Reputation: 1435
I have observations with column ID, a, b, c, and d. I want to count the number of unique values in columns a, b, c, and d. So:
I want:
I can't figure out how to count distinct within each row; I can do it among multiple rows but within the row by the columns, I don't know.
I used a different method (that is less efficient) that I felt I understood more. I am still going to look into the ways listed below however to learn the correct method.

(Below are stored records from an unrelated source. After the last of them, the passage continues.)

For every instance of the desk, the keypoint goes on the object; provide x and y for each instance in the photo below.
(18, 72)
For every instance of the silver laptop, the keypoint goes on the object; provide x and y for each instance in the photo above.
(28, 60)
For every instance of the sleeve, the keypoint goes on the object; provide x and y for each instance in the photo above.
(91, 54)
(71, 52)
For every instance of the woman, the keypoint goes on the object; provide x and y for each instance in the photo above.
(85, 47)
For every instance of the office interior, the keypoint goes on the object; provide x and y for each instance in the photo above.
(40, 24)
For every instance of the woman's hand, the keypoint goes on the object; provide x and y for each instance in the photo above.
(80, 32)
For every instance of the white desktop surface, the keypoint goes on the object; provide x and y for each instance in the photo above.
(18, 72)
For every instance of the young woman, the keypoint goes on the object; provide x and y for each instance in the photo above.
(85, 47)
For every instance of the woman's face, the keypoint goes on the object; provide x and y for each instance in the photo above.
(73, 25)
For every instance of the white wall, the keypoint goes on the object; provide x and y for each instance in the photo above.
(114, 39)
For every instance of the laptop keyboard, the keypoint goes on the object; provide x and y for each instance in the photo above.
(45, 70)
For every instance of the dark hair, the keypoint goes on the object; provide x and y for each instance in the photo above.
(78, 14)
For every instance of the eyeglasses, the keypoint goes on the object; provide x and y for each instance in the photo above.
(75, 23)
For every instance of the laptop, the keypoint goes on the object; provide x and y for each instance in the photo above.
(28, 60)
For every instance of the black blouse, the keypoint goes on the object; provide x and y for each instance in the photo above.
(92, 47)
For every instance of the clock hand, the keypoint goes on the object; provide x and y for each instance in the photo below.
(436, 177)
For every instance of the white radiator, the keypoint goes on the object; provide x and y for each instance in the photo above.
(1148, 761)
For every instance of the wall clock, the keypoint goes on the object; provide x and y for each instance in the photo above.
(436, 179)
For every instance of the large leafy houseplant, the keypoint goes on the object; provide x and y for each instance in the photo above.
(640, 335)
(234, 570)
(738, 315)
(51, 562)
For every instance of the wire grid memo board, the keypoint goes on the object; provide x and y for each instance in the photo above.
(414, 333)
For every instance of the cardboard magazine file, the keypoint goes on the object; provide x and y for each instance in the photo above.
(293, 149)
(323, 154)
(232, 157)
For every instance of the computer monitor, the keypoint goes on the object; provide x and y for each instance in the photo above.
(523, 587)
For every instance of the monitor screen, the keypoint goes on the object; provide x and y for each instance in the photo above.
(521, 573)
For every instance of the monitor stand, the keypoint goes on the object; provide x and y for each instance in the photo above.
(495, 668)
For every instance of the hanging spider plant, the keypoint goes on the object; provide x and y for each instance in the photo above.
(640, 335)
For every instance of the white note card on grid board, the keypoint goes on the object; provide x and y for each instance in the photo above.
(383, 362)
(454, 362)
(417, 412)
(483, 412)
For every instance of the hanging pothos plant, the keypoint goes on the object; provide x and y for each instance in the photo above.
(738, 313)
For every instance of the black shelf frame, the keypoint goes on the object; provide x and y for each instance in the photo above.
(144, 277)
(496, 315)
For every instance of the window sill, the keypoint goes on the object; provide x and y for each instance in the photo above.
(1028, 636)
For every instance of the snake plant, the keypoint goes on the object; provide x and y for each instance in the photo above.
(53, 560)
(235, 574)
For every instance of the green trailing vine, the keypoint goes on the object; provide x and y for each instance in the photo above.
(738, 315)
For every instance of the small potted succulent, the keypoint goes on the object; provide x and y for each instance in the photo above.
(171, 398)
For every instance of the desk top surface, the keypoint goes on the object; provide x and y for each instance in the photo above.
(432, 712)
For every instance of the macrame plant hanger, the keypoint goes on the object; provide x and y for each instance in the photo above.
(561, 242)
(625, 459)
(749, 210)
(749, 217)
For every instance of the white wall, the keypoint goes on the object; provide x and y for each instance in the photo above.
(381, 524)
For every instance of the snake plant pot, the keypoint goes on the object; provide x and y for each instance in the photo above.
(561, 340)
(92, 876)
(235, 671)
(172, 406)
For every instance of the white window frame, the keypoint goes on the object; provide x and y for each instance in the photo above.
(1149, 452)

Here is what I did in case anyone was wondering: I created four tables where in each table I created a variable named for example ‘abcd’ and placed a variable under that name.
So it was something like this:
PROC SQL;
CREATE TABLE table1_a AS
SELECT
*
a as abcd
FROM table_I_have_with_all_columns
;
QUIT;
PROC SQL;
CREATE TABLE table2_b AS
SELECT
*
b as abcd
FROM table_I_have_with_all_columns
;
QUIT;
PROC SQL;
CREATE TABLE table3_c AS
SELECT
*
c as abcd
FROM table_I_have_with_all_columns
;
QUIT;
PROC SQL;
CREATE TABLE table4_d AS
SELECT
*
d as abcd
FROM table_I_have_with_all_columns
;
QUIT;
Then I stacked them (this means I have duplicate rows but that's OK, because I just want all of the variables in 1 column and I can do distinct count.
data ALL_STACK;
set
table1_a
table1_b
table1_c
table1_d
;
run;
Then I counted all unique values in ‘abcd’ grouped by ID
PROC SQL ;
CREATE TABLE count_unique AS
SELECT
My_id,
COUNT(DISTINCT abcd) as Count_customers
FROM ALL_STACK
GROUP BY my_id
;
RUN;
Obviously, it’s not efficient to replicate a table 4 times just to put a variables under the same name and then stack them. But my tables were somewhat small enough that I could do it and then immediately delete them after the stack. If you have a very large dataset this method would most certainly be troublesome. I used this method over the others because I was trying to use Procs more than loops, etc.
Upvotes: 2
Views: 4952
Reputation: 51566
You could just put the unique values into a temporary array. Let's convert your photograph into data.
data have;
input id a b c d;
datalines;
11 2 3 4 4
22 1 8 1 1
33 6 . 1 2
44 . 1 1 .
;
So make an array of the input variables and another temporary array to hold the unique values. Then loop over the input variables and save the unique values. Finally count how many unique values there are.
data want ;
set have ;
array unique (4) _temporary_;
array values a b c d ;
call missing(of unique(*));
do _n_=1 to dim(values);
if not missing(values(_n_)) then
if not whichn(values(_n_),of unique(*)) then
unique(_n_)=values(_n_)
;
end;
count=n(of unique(*));
run;
Output:
Obs id a b c d count
1 11 2 3 4 4 3
2 22 1 8 1 1 2
3 33 6 . 1 2 3
4 44 . 1 1 . 1
Upvotes: 1
Reputation: 3315
one more way using sortn and using conditions.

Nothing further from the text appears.